Pension contribution relief

If you pay into an MP scheme for yourself, you’re entitled to tax relief on the contributions according to the rate of income tax you pay. If you pay higher rate tax (40%) on some of your income, you’re entitled to tax relief equal to 40% of the contributions you pay.

Example.Jack pays £15,000 into his pension in 2024/25. His income for the year is £60,000, of which £50,270 (the standard amount) is either not taxable or is taxable at the basic rate (20%). The balance of £9,730 is taxable at 40%. Jack is entitled to 40% relief on the £9,730 and 20% on £5,270. The net cost of the contribution to Jack is therefore £10,054 ((£9,730 – 40%) + £5,270 – 20%).

Possible change.The suggestion is that the government might change the rate of tax relief to a flat rate of 30%. This would be especially good news for lower earners who don’t pay higher or additional rate tax as they would get extra tax relief, but generally bad news for those who do.
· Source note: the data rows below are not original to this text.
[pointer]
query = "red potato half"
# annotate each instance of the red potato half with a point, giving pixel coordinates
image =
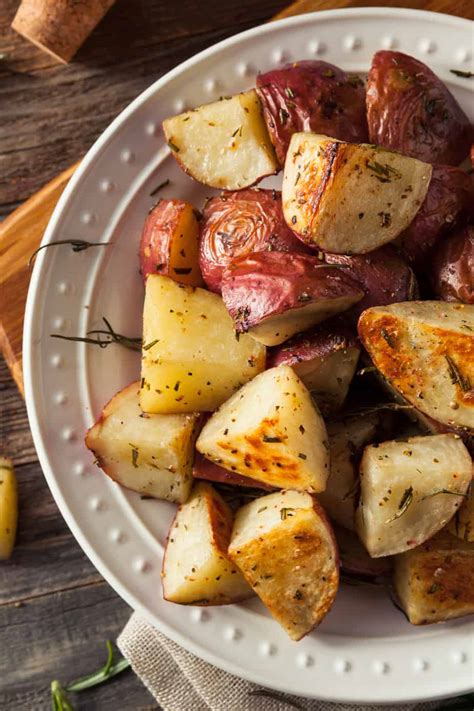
(325, 359)
(449, 200)
(273, 295)
(383, 275)
(235, 224)
(285, 547)
(312, 96)
(170, 242)
(452, 269)
(411, 111)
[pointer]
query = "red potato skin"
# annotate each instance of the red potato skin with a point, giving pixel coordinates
(312, 96)
(269, 283)
(449, 200)
(239, 223)
(452, 273)
(382, 274)
(411, 111)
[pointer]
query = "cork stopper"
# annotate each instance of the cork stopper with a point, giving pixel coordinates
(59, 27)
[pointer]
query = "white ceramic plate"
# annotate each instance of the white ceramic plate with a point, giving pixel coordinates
(364, 651)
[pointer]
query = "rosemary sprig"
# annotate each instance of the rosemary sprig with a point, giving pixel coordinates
(78, 245)
(59, 699)
(111, 336)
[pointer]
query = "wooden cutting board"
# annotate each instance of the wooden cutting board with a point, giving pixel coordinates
(21, 232)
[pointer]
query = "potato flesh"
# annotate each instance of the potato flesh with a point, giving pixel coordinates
(403, 491)
(194, 361)
(346, 439)
(350, 198)
(196, 569)
(425, 351)
(270, 431)
(435, 582)
(224, 144)
(8, 508)
(151, 454)
(284, 546)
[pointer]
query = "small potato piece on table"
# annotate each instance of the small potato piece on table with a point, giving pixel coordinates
(149, 454)
(273, 295)
(224, 144)
(192, 360)
(196, 567)
(425, 351)
(170, 242)
(435, 581)
(409, 490)
(348, 198)
(285, 547)
(8, 508)
(270, 431)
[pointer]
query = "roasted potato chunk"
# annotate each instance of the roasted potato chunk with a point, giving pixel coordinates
(273, 295)
(196, 568)
(312, 96)
(409, 491)
(192, 360)
(348, 198)
(8, 508)
(285, 547)
(239, 223)
(270, 431)
(224, 144)
(170, 242)
(435, 582)
(325, 359)
(412, 111)
(150, 454)
(425, 351)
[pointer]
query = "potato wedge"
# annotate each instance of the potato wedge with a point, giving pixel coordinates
(8, 508)
(425, 351)
(325, 359)
(150, 454)
(270, 431)
(224, 144)
(273, 295)
(348, 198)
(196, 568)
(409, 491)
(285, 547)
(435, 582)
(170, 242)
(347, 439)
(192, 360)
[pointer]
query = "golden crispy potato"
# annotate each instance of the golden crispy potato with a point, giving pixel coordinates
(192, 360)
(196, 568)
(435, 582)
(271, 431)
(285, 547)
(150, 454)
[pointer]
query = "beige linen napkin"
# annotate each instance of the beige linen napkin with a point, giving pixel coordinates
(179, 681)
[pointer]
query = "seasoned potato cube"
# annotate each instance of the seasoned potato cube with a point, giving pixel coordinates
(346, 441)
(409, 491)
(285, 547)
(8, 508)
(224, 144)
(350, 198)
(270, 431)
(425, 351)
(196, 568)
(150, 454)
(192, 360)
(435, 581)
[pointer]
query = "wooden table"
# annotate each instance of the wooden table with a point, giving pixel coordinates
(55, 609)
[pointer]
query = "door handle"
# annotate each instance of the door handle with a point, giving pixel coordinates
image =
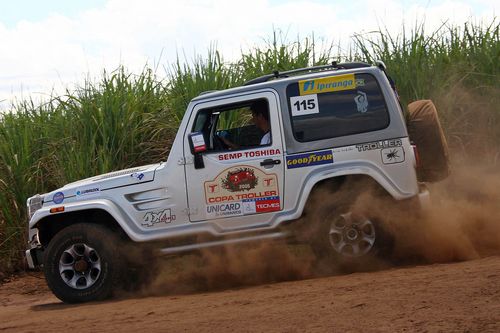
(270, 161)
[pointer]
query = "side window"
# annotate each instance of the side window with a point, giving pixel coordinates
(235, 126)
(336, 106)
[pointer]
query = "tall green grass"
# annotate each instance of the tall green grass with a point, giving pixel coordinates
(124, 119)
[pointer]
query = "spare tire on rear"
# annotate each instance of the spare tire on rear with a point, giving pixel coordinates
(426, 132)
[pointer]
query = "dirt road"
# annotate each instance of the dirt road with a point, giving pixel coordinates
(455, 297)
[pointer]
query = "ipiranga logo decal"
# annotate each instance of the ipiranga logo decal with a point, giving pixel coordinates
(327, 84)
(309, 159)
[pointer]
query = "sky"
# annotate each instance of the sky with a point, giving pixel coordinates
(48, 46)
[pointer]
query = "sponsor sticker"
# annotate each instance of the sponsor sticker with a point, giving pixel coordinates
(58, 198)
(309, 159)
(379, 145)
(239, 183)
(152, 218)
(248, 154)
(304, 105)
(261, 205)
(361, 101)
(137, 175)
(198, 142)
(225, 209)
(88, 191)
(327, 84)
(393, 155)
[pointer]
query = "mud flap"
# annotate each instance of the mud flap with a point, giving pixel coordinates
(426, 132)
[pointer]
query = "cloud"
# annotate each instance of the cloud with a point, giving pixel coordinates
(59, 50)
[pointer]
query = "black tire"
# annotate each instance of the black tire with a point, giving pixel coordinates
(347, 241)
(426, 132)
(82, 263)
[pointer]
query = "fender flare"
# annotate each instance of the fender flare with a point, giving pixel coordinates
(123, 220)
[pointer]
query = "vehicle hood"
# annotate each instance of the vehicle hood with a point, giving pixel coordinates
(89, 187)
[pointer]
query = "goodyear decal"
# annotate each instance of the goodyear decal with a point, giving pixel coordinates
(327, 84)
(309, 159)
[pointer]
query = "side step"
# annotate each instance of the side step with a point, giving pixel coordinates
(199, 246)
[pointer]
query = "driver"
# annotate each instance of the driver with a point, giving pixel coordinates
(260, 117)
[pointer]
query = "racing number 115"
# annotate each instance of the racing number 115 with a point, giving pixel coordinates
(309, 104)
(302, 105)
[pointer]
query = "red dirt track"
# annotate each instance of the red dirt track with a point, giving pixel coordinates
(455, 297)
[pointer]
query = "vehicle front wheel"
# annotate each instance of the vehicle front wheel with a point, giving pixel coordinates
(82, 264)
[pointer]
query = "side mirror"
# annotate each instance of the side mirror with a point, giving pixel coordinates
(197, 143)
(198, 146)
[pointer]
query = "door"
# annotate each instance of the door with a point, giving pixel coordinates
(240, 182)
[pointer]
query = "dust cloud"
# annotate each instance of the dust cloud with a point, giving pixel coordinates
(462, 223)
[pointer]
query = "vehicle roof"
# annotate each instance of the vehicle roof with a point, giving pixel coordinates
(281, 81)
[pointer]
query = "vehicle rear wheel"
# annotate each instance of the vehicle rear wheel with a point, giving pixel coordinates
(82, 264)
(348, 240)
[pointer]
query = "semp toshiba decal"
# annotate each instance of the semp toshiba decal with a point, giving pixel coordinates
(242, 190)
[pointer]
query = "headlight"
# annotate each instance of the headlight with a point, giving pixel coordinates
(34, 204)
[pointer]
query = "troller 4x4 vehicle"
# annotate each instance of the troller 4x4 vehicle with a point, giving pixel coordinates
(232, 181)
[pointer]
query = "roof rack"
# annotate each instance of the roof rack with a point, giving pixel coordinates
(333, 65)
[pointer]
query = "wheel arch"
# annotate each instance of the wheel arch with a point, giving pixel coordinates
(50, 225)
(334, 184)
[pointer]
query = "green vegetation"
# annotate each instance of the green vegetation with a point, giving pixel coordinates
(125, 120)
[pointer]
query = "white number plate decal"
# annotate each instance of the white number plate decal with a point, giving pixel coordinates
(303, 105)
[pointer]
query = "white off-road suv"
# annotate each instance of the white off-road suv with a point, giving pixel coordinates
(326, 125)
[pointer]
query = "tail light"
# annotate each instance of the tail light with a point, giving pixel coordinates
(417, 156)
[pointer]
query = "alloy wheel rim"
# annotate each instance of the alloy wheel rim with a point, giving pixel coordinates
(80, 266)
(352, 236)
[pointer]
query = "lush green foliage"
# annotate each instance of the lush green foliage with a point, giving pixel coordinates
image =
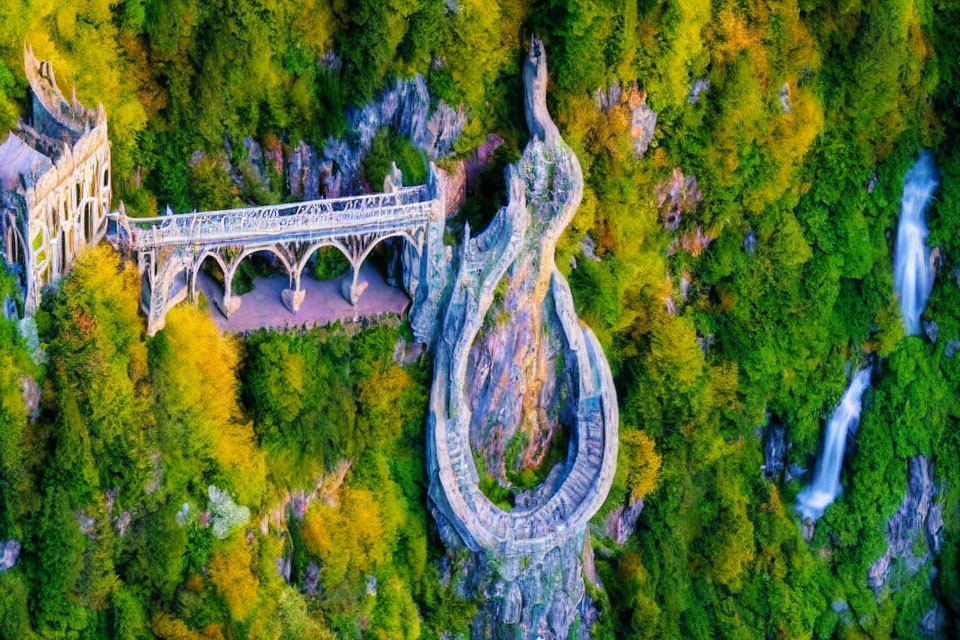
(140, 427)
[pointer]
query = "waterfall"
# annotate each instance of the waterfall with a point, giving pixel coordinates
(817, 496)
(912, 269)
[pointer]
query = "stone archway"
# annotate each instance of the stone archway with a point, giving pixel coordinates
(87, 219)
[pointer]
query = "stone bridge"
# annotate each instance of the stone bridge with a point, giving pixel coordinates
(171, 249)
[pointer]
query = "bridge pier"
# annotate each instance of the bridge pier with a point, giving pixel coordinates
(352, 287)
(293, 297)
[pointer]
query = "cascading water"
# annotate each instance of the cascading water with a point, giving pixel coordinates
(912, 271)
(817, 496)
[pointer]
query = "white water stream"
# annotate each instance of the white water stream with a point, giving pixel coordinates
(913, 272)
(818, 495)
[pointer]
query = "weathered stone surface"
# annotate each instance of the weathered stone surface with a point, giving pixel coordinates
(509, 315)
(255, 157)
(311, 579)
(839, 606)
(952, 347)
(643, 119)
(230, 304)
(9, 552)
(303, 172)
(588, 247)
(774, 449)
(784, 97)
(700, 87)
(406, 108)
(677, 196)
(934, 621)
(794, 472)
(352, 291)
(30, 392)
(293, 298)
(622, 521)
(750, 242)
(917, 516)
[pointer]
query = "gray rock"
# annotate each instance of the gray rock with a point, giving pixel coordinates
(774, 449)
(30, 391)
(952, 347)
(622, 521)
(934, 621)
(794, 472)
(184, 514)
(496, 347)
(699, 88)
(311, 579)
(406, 108)
(303, 172)
(750, 242)
(9, 552)
(676, 196)
(284, 566)
(331, 60)
(588, 246)
(255, 157)
(784, 97)
(911, 520)
(643, 123)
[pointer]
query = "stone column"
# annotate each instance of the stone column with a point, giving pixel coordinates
(231, 303)
(293, 297)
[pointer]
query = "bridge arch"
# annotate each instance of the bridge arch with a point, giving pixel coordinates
(249, 251)
(198, 265)
(87, 218)
(15, 251)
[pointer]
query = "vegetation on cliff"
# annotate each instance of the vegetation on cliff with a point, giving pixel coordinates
(769, 287)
Those who only pay higher rate tax on a small amount of their income might still be better off with a 30% flat rate of tax relief.

Tip.Get more tax relief while you can. If you pay higher or additional rate tax on a significant part of your income, consider making a one-off pension contribution before the next tax year, perhaps even before the next Budget.

Reintroduction of the LTA

We think a return of the LTA is unlikely. The list of reasons for this are lengthy and the rules involved tricky. In our view, it wouldn’t bring in a significant enough tax haul for the complications involved.

IHT on legacy funds

The basic principle of a change to inheritance tax (IHT) on legacy funds would be to make any money left in an individual’s MP pension fund when they die liable to IHT. Currently, virtually all such sums are outside a person’s estate and so are not subject to IHT. Changing this might sound like an easy target for the Chancellor, but the tax haul is not as large as you might imagine. Estimates range between £2bn and £4bn over the next few years. One reason for the relatively low tax haul is that currently legacy funds are usually liable to income tax at up to 45% when paid to the deceased’s beneficiaries. This tax would have to be scrapped to prevent double taxation. Also, complex trust laws would have to be overcome. Lastly, the change would also be a disincentive for people to save into pensions, which no government wants. Therefore, we don’t expect anything more than the launch of a consultation in the next Budget.

Higher and additional rate taxpayers could face a reduction in the rate of tax relief they receive on their contributions into money purchase pension schemes. Consider maximising the higher rates of tax relief while you can by making extra contributions before the 2025/26 tax year.